Ignoring format. A Reddit thread is not a blog post. A LinkedIn article is not a Twitter thread. If you post a formatted blog post into Reddit, it gets removed.
No canonical strategy. If you do not centralize the full post on your own site with a clean canonical URL, you are distributing citations to destinations that do not point back to you.
Each destination needs a native adaptation. Skip that and the sequence underperforms.
FAQ
Will repurposing trigger duplicate-content penalties?
Not if you adapt each destination natively. Duplicate content is a problem only when the same 2,500 words land on five platforms verbatim. A native Reddit thread, a first-person LinkedIn article, a public GitHub data repo, and a Medium syndication with the canonical pointed back at your site are five different artifacts about the same research, not five copies of the same artifact.
Which post in my archive should I repurpose first?
Whichever one has original research, a defensible point of view, and a concrete answer to a question a buyer would type into ChatGPT or Perplexity. Listicles and recap posts rarely earn citations. A post with proprietary survey data, a worked example, or a counterintuitive conclusion will out-repurpose three thin posts combined.
How long until the new citations show up in ChatGPT and Claude?
For retrieval-driven engines like Perplexity and Google AI Mode, days to weeks once the platform versions are live. For ChatGPT and Claude, where parametric memory matters more, plan on 3 to 6 months for the corroboration cluster to influence default answers. Track this with a fixed prompt set rather than ad-hoc spot checks.
Is a Wikipedia edit worth the friction?
Only if the underlying claim is encyclopedic and verifiably sourced to primary references that are not the brand's own page. Marketing copy gets reverted within hours. A neutral, well-cited fact that strengthens an existing article holds up and becomes a durable citation signal, since Wikipedia is 26.3 percent of LLM citation sources in the Semrush dataset.
Do I need a GitHub repo for every repurposing sprint?

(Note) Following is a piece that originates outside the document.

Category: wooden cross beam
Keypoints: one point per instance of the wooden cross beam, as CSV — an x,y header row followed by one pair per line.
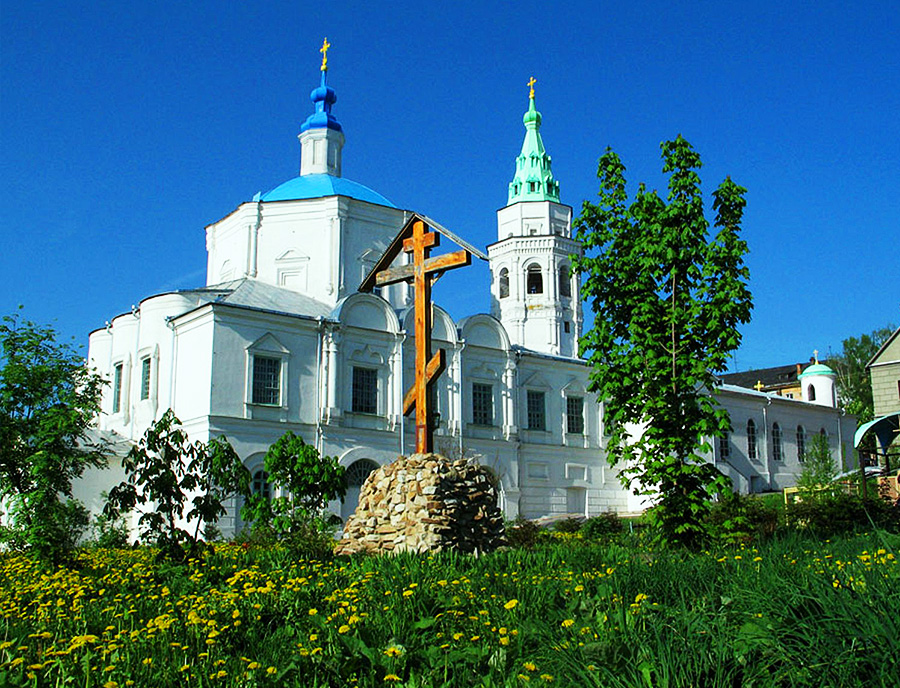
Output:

No. The GitHub step applies when the seed post contains original data, methodology, or code that benefits from being public and structured. For opinion posts or strategic frameworks, skip it. The decision is whether transparency adds a credible signal, not whether the file format is interesting.
Conclusion
Repurposing one blog post into five destinations is not content recycling. It is citation architecture. The same research becomes visible inside ChatGPT (through Bing), Claude (through its crawlers and corpus), Perplexity (through authority domain boosts), and Google AI Overviews (through E-E-A-T). Incremental cost: 4 to 6 hours. Incremental return: roughly 3 to 5 times the citation surface area for the same research cost. Do this with every post you are proud of.